Berlin Operasyonu, dünya denizcilik tarihinde eşine az rastlanır, son derece başarılı bir operasyondur. İki savaş gemisi, kendilerine tedarik sağlayan yakıt tankerlerinin desteğiyle 60 gün boyunca hiçbir limana uğramadan açık denizde kaldılar. Tankerler toplamda 6 kez yakıt ikmali yapmıştır. Bu süre zarfında savaş gemileri 28.650 kilometre yol kat etti. İki geminin toplam kat ettiği mesafe, tedarik tankerlerinin buluşma noktasına geliş ve dönüşte kat ettiği yol hesaba katılınca 120.000 kilometrenin üzerindedir.
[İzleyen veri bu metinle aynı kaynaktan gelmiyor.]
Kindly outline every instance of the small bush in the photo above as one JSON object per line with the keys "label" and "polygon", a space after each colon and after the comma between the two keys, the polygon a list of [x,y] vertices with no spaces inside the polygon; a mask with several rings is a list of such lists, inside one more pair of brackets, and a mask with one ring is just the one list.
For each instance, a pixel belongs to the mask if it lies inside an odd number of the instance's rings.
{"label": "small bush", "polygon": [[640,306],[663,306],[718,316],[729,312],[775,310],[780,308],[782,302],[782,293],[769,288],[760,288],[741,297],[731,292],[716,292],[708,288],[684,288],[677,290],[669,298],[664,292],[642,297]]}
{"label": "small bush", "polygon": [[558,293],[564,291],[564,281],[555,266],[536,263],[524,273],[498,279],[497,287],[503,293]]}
Dünyanın çevresinin 40.075 km olduğu belirtelim. Büyük bir zaferdi. 60 günde DKM Scharnhorst 41.588 ton toplam ağırlığında 8 gemi, DKM Gneisenau ise 40.323 ton ağırlığında 13 ticaret gemisini batırdı. Böylece U-boot’ların katkısıyla toplamda 110.000 ton ağırlığında 26 gemi batırıldı, 1 gemiye de el konuldu. İngiltere açısından durum kritik bir hal almıştı. Atlantik konvoylarının artık ciddi bir korumaya ihtiyacı olduğu ortaya çıkmıştı. Daha da önemlisi Alman tedarik zinciri tahmin etiklerinden daha efektifti. Danimarka Boğazı geçilirken denize düşen bir mürettebat, harekât boyunca yaşanılan tek can kaybıydı. Gemiler görevi tamamlamıştı, ancak Amirali bekleyen bir görev daha vardı. Alman Donanması’nın o güne kadar yapılmış en büyük savaş gemileri DKM Bismarck ve DKM Tirpitz’i, Atlantik’e çıkararak benzer bir operasyon için komuta edecekti. Böylece 4 savaş gemisiyle Atlantik kontrol altında tutulacaktı. Şimdi Fransa’da dinlenip bu operasyona hazırlanması gerekiyordu.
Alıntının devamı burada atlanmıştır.